Whatever the merits of the Positive Money submission, I do not see it getting anywhere as it is too radical; it will not appeal to the bankers, and the politicians will not sufficiently understand its merits. But what are its merits? At present, most of us keep only enough money in a 'current account' to defray expenses till the next income cheque. We are happy to rely on the Government guarantee that we shall not loose our money in the event of a bank crash. There seems to me no pressure to move to an [a]-type bank except to deny the bankers the privilege of using our money while it is in their hands. We enjoy 'free banking' because the banks make sufficient profit from lending out our money. By contrast, we would have to pay for the [a]-type bank. If the [b]-type bank deposits were not underwritten by the Government's £80,000 guarantee there would still be much grief in the event of bank failure, and the Government would probably have to step in after all. So no change. Banks would still lend happily against the collateral of a house, so favouring non-productive loans, as at present. So, I doubt there will be much serious discussion of the Positive Money submission.

I see one issue to be 'fractional reserve banking', and a second to be 'asymmetric risk'. The pressure on bankers to over-lend is what brought about the recent sub-prime mortgage debacle. So we must reduce the temptation to make risky loans. And increase the penalties for bad loans. There seems to me to be no reason why banks should keep the interest when they lend money they do not own. So my first simple suggestion is that the tax rate on profits from lending should be related to the capitalization of the bank. When a bank lends 10 times its capital, 90% of the interest it receives should be taxed away, leaving it only 10%. If it lends twice its capital, it retains half the profit. Simple!

It may be objected that when a bank lends out money, albeit money that it does not own, it runs the risk of not getting it back, and the interest is the compensation for that risk.

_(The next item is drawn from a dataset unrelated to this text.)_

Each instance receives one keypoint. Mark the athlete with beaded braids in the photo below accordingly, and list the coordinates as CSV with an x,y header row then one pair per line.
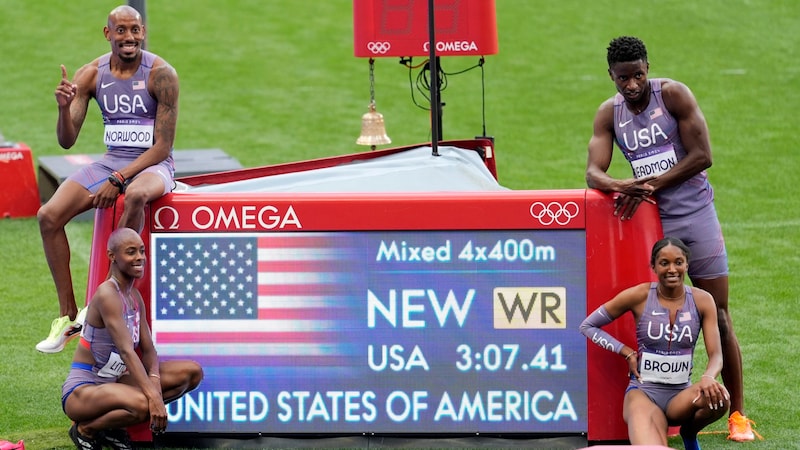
x,y
661,131
669,317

That argument fails if the banks are bailed out by the state.

Banks operate to match loans to clients. If a loan defaults, the bank must certainly loose its share of the loan (10% or 50% in the above examples), but maybe should bear a stiffer penalty. The 19th century mechanism was to let the over-extended banks fail, and then to lock up the board of directors for debt. That worked well enough to inculcate 4 generations of prudent banking and 130 years without a serious bank run; but the hardship to thousands of innocent depositors is now regarded as intolerable, and governments tend (it seems) to step in to supply the missing money. Fine, but I see no reason why the insolvent/imprudent bankers should escape, as they seem to be doing. Have any gone to prison? Has anyone drawn up a list of directors who would now be bankrupt were it not for the state's intervention? Or a balance sheet of the money that must be repaid to the public by the banking sector, bank by bank? This failure is not only unjust, the risk-asymmetry is very dangerous. Gambling for the bank is (currently) a case of "heads I win, tails you lose". An idiotic situation. The money must be recovered, however long that takes.

So my second simple suggestion is like the first: "tax or fine the banks".